# Lionel's #6250 Seaboard Switcher from early 50s



## callmeIshmael2 (May 28, 2012)

I'd appreciate it if anyone knows for sure if the early die-cast switcher #6250 Seaboard from '54 and '55 might be wired a bit differently than the earlier AT&SF models? I've checked the Olsen's site, but there are no actual schematics of anything past the earlier (49-50) AT&SF models.


----------



## sjm9911 (Dec 20, 2012)

According to greenbergs it's the same as a 6220. No wiring diagram listed. I see if I can take mine apart and shoot some pictures later, any particular place to focus on?.


----------



## T-Man (May 16, 2008)

Tandem site says the four digit is an 027 reference but it is identical to the 622. Only two switchers have a four digit number.


----------



## sjm9911 (Dec 20, 2012)

I don't know if these help or not, if you have a specific question ask and I'll follow the wires for you.


----------



## callmeIshmael2 (May 28, 2012)

Thank you, SJM for the high-quality pics. I think I may have what I need from that for the upper wiring, and I'm also having trouble figuring out the ground wire lead from the front (non-motor) truck, as I'm trying to equip my switcher with a Teledyne-type coupler operation. Almost nothing I'm trying there is working, and the person/s who had it before I got it made alterations to the original wiring and didn't replace the colored wires with a like kind, so there's a bit of guesswork going on, particularly from the pawl, grounds, etc. I need to buy a Greenberg manual, I know. Thanks to SJM and TMan for the willingness to help! What a great website this is...


----------



## sjm9911 (Dec 20, 2012)

Try these Ishmael,


----------



## sjm9911 (Dec 20, 2012)

It looks as if the yellow goes from the front slide shoe to the electro coupler, and from the coupler to the rear coupler. The reds are the power feeds.


----------



## sjm9911 (Dec 20, 2012)

Just reading up on the 6250, mines is the 6220 as stated to be the same from greenbergs book. When I looked up the 6250 it doesn't mention the bell. Does yours have a ringing bell or is that only on the 6220 and 622. Just curious. I removed my bell for the second set of pic.


----------



## callmeIshmael2 (May 28, 2012)

*re: question from SJM about #6250 Seaboard switcher problems*

SJM, sorry it took so long to respond to your question, re: a ringing bell. To my limited knowledge, I think the only two to have a ringing bell mechanism (which apparently didn't have a shutoff) were the #6220 and the #622. The #'s 623, 624, and 6250 did not have the ringing bell.

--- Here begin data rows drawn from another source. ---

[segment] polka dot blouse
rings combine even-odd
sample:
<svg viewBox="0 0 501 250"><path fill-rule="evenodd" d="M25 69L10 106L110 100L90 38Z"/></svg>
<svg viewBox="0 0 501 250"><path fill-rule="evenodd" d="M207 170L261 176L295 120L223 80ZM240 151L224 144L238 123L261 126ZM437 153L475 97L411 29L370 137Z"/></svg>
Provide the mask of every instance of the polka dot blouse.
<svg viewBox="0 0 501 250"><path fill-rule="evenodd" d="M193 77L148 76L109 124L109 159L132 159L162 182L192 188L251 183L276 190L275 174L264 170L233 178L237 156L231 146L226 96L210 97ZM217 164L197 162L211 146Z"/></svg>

I believe I'm going to have nothing but trouble with this unit until I get up the courage to completely redo the wiring (including a Teledyne couplers redo). I'm not afraid of a soldering gun, but won't even consider it until I get a copy of Greenberg's Lionel 1945-60 repair guide, which I'm told has great schematics on nearly anything from that period, so even non-tekkies like me can make repairs without my usual heavyweight frustration.


----------



## sjm9911 (Dec 20, 2012)

Ishmael, unfortunately there is no wiring diagram in greenbergs book on this rig. That's why I tryed to post the pictures. If you '' get into it'' I'll help the best that I can. You should have seen my first attempt at soldering. It was a marx light bulb receptacle. I didn't realize the solder was building up inside the bulb hosing. The bulb barley screwed in on turn! Good new is I don't have to struggle with it if it needs replacing.


----------